Ten inspiring pieces of music 2: Vaughan Williams – Tallis Fantasia

Today’s inspiring piece is rather well-known: The Tallis Fantasia by the English composer Ralph Vaughan Williams.

It’s based on a theme by the Tudor composer Thomas Tallis and was written with Gloucester Cathedral in mind, where it was premiered in 1910. There are three string sections, a full-sized string orchestra, a single desk from each section, and finally a string quartet. Ideally, they should be positioned at a distance from one another with the space itself acting as a fourth instrument.

It’s a contemplative piece and, if you get the chance to see the score, deceptively very simple. It’s a piece that depends for its success on the performance. The video above is by Sir Andrew Davies conducting the strings of the BBC Symphony Orchestra in the original venue of Gloucester Cathedral is probably the best recording of the piece I’ve heard.

What do I find inspirational about it? It’s a piece that clears my mind. Depending on your mood it’s either sad or uplifting, restful or agitated.
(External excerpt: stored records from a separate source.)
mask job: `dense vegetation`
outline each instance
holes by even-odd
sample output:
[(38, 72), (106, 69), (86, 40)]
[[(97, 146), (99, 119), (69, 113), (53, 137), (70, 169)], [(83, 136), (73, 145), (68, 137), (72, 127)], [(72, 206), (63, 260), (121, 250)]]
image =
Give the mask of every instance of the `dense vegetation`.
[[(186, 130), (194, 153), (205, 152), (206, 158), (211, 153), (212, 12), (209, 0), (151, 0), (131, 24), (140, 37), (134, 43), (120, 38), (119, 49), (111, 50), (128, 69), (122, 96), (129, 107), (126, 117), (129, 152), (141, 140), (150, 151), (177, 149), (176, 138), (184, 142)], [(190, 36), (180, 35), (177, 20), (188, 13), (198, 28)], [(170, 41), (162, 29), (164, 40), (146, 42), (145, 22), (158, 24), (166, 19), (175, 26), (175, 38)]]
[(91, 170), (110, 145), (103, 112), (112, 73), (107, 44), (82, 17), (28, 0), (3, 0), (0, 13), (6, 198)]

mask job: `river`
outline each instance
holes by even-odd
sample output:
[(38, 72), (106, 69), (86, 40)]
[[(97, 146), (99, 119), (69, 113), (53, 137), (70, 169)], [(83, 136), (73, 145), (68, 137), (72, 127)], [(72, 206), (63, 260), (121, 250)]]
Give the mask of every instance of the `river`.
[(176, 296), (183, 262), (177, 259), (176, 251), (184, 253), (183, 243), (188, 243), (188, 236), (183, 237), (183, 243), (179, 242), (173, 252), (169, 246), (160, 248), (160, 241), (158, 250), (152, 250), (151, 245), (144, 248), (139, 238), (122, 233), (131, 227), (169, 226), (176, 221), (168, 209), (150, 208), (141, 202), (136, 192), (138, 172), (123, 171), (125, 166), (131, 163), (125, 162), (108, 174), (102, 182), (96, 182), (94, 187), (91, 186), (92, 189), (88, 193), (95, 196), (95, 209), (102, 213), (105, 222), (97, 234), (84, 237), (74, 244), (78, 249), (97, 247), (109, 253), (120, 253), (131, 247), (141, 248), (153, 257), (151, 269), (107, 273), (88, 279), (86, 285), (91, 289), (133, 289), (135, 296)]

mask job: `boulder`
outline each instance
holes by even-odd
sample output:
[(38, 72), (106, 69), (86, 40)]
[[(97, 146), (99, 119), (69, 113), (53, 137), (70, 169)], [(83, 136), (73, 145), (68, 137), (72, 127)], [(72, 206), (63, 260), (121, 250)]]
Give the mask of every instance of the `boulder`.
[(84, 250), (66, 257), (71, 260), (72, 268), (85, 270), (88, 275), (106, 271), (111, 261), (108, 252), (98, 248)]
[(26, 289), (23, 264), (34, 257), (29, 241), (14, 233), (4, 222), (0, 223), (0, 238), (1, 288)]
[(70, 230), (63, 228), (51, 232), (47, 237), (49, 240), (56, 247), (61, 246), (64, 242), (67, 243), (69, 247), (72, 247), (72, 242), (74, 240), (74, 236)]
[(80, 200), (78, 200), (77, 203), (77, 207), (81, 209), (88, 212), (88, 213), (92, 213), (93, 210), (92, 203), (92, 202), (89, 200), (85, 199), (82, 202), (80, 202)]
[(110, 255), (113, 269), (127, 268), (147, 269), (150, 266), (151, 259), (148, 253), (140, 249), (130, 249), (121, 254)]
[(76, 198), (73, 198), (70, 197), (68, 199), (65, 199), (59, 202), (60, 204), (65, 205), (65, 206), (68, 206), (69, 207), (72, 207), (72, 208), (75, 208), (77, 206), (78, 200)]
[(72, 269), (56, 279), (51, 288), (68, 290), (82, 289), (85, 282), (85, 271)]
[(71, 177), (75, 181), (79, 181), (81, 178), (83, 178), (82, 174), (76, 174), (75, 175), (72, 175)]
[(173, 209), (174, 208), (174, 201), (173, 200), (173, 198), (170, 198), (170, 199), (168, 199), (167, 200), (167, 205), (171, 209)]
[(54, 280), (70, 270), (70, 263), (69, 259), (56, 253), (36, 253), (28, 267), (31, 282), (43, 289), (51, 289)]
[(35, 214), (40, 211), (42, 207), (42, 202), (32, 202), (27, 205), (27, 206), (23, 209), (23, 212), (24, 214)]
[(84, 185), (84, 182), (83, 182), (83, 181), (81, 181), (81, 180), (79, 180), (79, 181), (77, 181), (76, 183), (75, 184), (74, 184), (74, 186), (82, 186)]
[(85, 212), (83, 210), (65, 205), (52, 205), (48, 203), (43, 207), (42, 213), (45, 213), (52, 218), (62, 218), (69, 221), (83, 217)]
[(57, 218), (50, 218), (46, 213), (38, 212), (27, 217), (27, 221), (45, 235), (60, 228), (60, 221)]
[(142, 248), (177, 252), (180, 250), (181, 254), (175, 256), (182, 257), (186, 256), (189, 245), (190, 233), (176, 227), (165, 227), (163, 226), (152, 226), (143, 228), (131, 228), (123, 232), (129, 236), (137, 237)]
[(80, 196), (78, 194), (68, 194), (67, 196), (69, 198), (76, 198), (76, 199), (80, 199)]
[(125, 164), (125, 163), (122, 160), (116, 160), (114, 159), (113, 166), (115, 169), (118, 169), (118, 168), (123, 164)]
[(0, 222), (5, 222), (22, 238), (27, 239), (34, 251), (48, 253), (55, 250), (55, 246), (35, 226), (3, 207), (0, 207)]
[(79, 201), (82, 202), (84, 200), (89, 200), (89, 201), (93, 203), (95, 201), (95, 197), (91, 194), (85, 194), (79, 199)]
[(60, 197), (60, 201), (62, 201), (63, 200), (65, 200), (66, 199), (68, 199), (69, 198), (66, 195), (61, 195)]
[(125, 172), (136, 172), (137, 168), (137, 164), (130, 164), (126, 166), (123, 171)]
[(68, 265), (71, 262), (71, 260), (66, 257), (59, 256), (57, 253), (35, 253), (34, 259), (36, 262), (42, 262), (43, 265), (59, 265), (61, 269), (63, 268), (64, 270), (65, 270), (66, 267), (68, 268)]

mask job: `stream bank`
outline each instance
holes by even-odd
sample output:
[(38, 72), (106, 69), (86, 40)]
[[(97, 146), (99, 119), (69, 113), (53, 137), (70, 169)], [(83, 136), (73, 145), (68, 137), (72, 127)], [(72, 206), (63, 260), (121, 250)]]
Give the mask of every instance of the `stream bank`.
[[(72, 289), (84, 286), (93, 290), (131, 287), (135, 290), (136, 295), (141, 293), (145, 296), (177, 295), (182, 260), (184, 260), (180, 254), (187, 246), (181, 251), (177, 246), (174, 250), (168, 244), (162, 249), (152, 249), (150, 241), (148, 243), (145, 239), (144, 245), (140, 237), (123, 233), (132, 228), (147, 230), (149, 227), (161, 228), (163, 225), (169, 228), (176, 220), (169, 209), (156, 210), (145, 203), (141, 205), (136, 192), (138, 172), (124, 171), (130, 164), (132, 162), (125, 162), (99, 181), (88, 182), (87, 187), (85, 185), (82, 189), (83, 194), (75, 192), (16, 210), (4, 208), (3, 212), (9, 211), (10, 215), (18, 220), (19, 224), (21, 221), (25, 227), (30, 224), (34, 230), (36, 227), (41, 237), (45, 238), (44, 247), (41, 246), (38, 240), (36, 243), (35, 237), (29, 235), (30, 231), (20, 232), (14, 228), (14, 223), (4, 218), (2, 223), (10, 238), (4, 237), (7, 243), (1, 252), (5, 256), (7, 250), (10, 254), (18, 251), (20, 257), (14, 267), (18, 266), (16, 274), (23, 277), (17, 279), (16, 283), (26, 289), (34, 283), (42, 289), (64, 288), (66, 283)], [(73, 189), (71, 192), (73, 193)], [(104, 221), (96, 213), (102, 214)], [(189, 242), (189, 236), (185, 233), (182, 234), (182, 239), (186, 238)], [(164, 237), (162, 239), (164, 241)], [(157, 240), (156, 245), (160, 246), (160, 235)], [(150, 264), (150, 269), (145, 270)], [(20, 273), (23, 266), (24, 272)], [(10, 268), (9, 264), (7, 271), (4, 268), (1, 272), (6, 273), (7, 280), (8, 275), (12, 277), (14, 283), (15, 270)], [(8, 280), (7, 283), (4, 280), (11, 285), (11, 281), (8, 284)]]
Give it a go – this isn’t a piece to listen to in the background but one to focus on and follow each line.

I’ll be honest, it’s a piece that took a while to gel with me and I’ll probably choose more by this composer for my other ten pieces. Like Shostakovich, who’ll appear at least once, he was an acquired taste for me but one I can’t shake. This is a great introduction to his music but if you want more then try the Second, Fifth, Sixth and Seventh Symphonies. I may be choosing something from one of those, or his huge First Symphony, later.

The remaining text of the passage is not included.